STS-132 Mission Specialists Garrett Reisman and Piers Sellers maneuvered the station’s arm to deliver the module to its new position on the Russian segment of the space station, an effort which aptly waited for an orbital sunrise to deliver “Rassvet” (“Dawn”) to its permanent home.
Mini Research Module 1 (MRM-1) was manufactured from the residual Dynamic Test Article of the Science Power Platform (SPP). MLM outfitting hardware is mounted externally on MRM1. 1400 kg of NASA cargo launches inside (6.0 m3 of usable on-orbit stowage volume).
STS-132’s tasks associated with this module marked a number of new operations for the shuttle, as outlined in-depth via Flight Readiness Review (FRR) presentations.
“MRM-1 module operations while in Shuttle: MRM-1 module activation in payload bay on FD1 immediately after Post Insertion. MRM-1 is powered by Orbiter via Remotely Operated Electrical Umbilical (ROEU) via PL PRI and CAB PL bus from FD1 to FD5: Provides MRM-1 power for computers, active cooling and Cabin Fan/Smoke Detectors,” noted FRR presentation overviews (L2).
“MRM-1 Command and Telemetry interface provided through Orbiter via Orbiter Interface Units (OIU) /Payload Signal Processor (PSP) and Payload (PL) MDMs. MCC-H (Houston) sends commands on behalf of MCC-M (Moscow) while MRM-1 is in payload bay.”
Following MRM-1’s removal from Atlantis’ Payload Bay via the SRMS (Shuttle Remote Manipulator System), and handoff to the SSRMS, the MRM-1’s Automated Docking System (ADS) was powered up. This occurred once the SSRMS had positioned MRM-1 in the ‘pre-docking’ position – 150cm from the docking interface.

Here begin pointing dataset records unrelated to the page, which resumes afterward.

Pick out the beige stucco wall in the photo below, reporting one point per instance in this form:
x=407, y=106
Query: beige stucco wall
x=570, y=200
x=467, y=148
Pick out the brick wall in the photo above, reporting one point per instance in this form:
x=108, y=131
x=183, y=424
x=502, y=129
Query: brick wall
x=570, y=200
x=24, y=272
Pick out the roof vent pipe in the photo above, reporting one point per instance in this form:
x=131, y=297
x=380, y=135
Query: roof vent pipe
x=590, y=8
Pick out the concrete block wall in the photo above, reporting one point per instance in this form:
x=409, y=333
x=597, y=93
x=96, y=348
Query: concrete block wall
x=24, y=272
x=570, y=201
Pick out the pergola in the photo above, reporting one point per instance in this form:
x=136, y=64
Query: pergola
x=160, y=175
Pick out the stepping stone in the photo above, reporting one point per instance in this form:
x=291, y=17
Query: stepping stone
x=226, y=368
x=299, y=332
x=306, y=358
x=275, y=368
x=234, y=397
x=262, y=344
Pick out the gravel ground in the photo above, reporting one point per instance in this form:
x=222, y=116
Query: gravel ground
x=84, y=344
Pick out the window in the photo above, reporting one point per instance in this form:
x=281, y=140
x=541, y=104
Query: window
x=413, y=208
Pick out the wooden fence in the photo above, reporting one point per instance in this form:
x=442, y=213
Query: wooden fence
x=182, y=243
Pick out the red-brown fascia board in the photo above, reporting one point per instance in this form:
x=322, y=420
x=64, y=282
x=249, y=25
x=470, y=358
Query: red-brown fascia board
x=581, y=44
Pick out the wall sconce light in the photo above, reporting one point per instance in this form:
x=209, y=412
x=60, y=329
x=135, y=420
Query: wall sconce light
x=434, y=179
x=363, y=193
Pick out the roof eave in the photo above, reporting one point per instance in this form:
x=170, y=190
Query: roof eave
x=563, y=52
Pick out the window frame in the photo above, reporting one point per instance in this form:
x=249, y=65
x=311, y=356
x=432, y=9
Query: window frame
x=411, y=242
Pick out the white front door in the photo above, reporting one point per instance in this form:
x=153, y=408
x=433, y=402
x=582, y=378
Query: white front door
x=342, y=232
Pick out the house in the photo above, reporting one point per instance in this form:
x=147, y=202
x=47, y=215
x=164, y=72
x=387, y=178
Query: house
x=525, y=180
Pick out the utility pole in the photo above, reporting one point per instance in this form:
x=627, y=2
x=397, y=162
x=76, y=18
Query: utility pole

“MRM-1 module operations while on SSRMS: MRM-1 repower on SSRMS will reactivate core systems. MRM-1 Automated Docking System (ADS) will be powered up and the docking probe deployed,” added the overview. “After final interface alignment at 90 cm of docking interface separation, MRM-1 will be translated for final installation.”
Following powerup of the ADS, the MRM-1 docking probe was extended and an internal MRM-1 docking camera was activated – all while the module was attached only to the SSRMS. Crewmembers inside the ISS performed final alignments of the MRM-1 at a distance of 90cm from the docking interface.
This docking procedure was a critical part of the operation, with the potential a serious problem would result in an EVA and the module returning to Atlantis’ Payload Bay.
“MRM-1 docking probe removal in the event of probe retraction failure: In the event MRM-1 cannot be installed and the docking probe cannot be sufficiently retracted, EVA removal of the docking system will be required to return the module to the payload bay,” noted the contingency overview in the FRR materials.
“This contingency case requires multiple failures in a specific and brief period of time; due to this very low likelihood of occurrence, the decision was to establish a contingency plan to determine feasibility of execution but not complete all programmatic analysis required for the activity.
“Plan to put 2 EV crewmembers in APFR/PFR (Foot Restraints) on the Shuttle sill and have SRMS present the module to them for removal of 17 bolts and disconnection (or sever) of three power/data cables. Necessary EVA tools flying on Progress 37 to allow for EVA removal of an MRM-1 docking probe that is failed in a deployed state.
“EV crew members trained on flight hardware (1 g) at RSC-E facility in Moscow. Preliminary PDRS, SSRMS and EVA procedures have been developed and will be submitted in real-time as required. This contingency plan entails open-work associated with hardware tie-down or disposal.”
However, all went to plan, with contact sensors indicating the correct position for installation, allowing the MRM-1 automated docking software to retract the docking probe, drawing the interfaces together, close hooks and handover electrical and data control of MRM1 to the FGB.
Additionally, MRM-1 was the first permanent ISS module to be installed via use of the Robotic Works Station (RWS) in the newly arrived Cupola viewing module – a module brought up to the ISS on the STS-130/20A mission in February of this year.